I can relate to that. We had 4 uncrazy years. Then we have our baby. I struggle with Post partum depression. He has EA, maybe more. I go crazy. Now I have been labeled eternally crazy as if it is me and not the circumstances. My being "crazy" has allowed him to put all the blame and responsibility on me to justify his staying out for days on end, not coming home when he says he is on his way, moving out, buying a new cell phone to talk to OW and not seeing his kids more than once in over 2 weeks.
Sorry, I know I have behaved badly on several occasions, but his behavior is pretty darn crazy too! Sometimes I get so frustrated. He throws things I've done in my face and I say, "Yes, I realize that was inappropriate. I take responsibility for my part in this. I am sorry." Does he reciprocate? Hell no. He says, "I'm glad you realize that. I just don't feel safe around you. You might provoke me again. You put me in jail." Blah, blah, blah. "I'll meet you to see the kids but there better be people and cameras around". Excuse me. He's the one who put his fist in my face. After three weeks I still have a bumb and a scar on my lip.
So, yeah. Crazy is not good. It just makes us look bad and makes things worse. The sooner you can get that under control the better. Doesn't mean you won't still feel crazy and out of control. You just can't let him see or know it.

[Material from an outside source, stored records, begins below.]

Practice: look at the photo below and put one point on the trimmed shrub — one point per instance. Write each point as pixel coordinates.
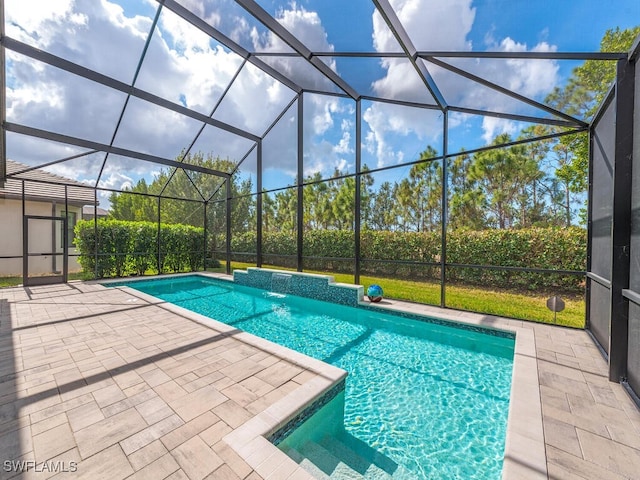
(125, 248)
(542, 248)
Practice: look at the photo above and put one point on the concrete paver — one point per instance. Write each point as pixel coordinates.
(128, 388)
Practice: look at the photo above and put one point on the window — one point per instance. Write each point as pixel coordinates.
(71, 223)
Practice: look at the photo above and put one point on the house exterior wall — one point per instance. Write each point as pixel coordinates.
(41, 237)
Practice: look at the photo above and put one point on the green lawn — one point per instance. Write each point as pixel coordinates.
(528, 306)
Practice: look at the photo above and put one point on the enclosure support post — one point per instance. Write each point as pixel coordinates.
(300, 191)
(358, 193)
(259, 205)
(158, 241)
(65, 236)
(25, 245)
(621, 221)
(95, 234)
(227, 183)
(204, 242)
(587, 292)
(3, 103)
(444, 210)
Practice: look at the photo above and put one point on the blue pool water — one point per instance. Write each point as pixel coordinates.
(431, 398)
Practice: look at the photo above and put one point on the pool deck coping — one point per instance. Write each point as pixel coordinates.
(524, 456)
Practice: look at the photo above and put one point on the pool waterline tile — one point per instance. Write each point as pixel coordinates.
(480, 327)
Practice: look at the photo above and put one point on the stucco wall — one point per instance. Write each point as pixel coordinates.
(40, 237)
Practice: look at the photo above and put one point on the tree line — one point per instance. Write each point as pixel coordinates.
(542, 183)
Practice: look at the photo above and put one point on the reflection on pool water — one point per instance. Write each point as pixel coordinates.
(429, 397)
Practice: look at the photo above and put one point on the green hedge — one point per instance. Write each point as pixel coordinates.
(126, 248)
(543, 248)
(131, 248)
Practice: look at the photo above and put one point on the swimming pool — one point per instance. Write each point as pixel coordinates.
(430, 397)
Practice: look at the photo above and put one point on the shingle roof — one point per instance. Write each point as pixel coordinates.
(44, 186)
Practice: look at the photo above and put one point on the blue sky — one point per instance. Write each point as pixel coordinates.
(186, 67)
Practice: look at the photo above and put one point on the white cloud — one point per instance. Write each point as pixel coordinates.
(492, 127)
(423, 21)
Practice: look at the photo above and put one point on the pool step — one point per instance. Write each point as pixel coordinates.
(371, 465)
(332, 459)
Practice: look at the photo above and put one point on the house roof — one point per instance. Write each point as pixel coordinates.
(44, 186)
(88, 210)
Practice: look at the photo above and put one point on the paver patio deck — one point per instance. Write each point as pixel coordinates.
(131, 389)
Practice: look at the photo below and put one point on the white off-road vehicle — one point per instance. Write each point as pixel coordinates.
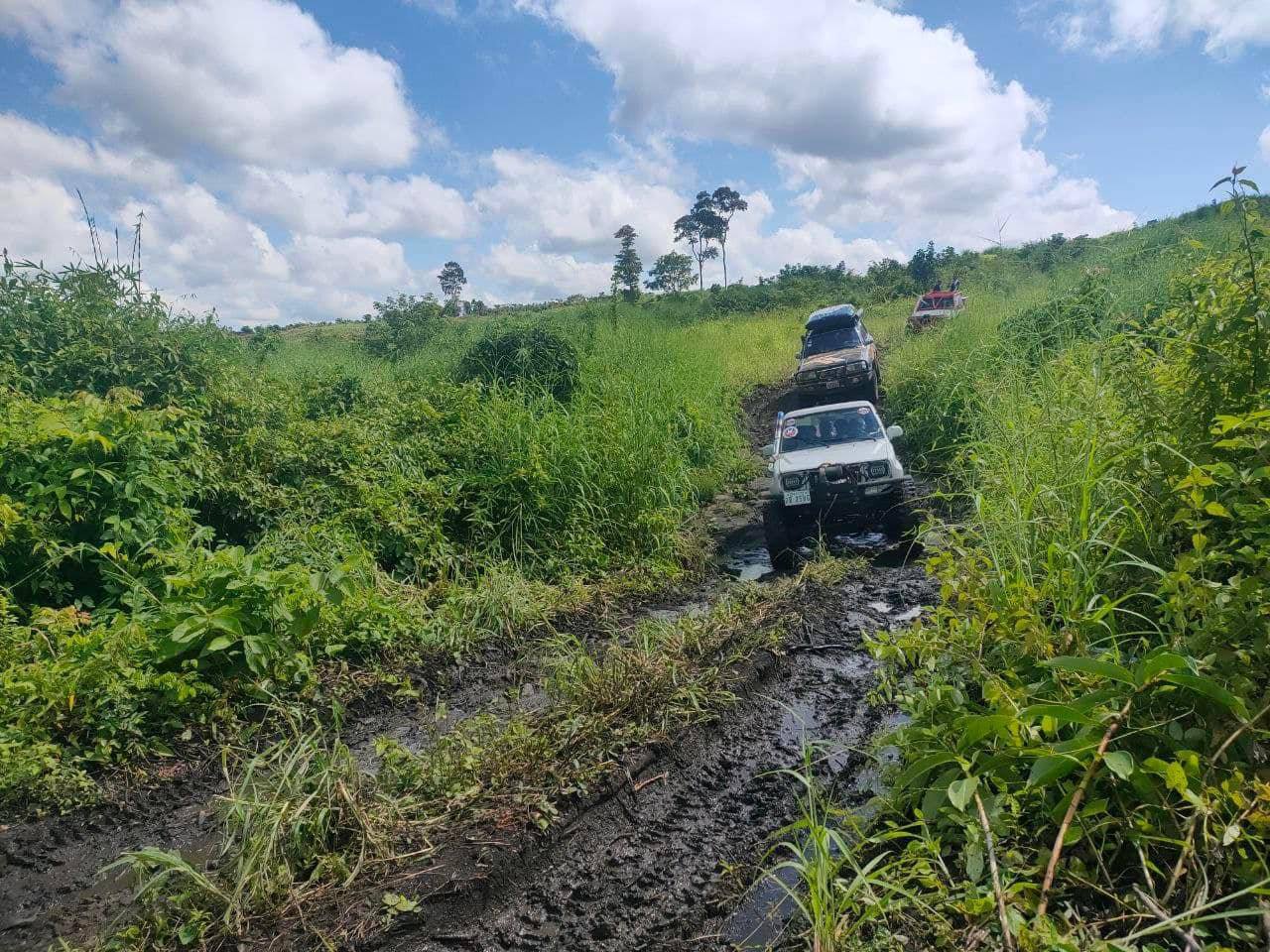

Remember who you really are, because that is the person he fell in love with and probably still loves. That is what we have to remember. Ours spouses married us of their own free will because they were in love with us. We are still those people. We just forget to act like it. We have to remind them by demonstrating we are bigger and stronger than our situations. Easier said than done, but completely necessary.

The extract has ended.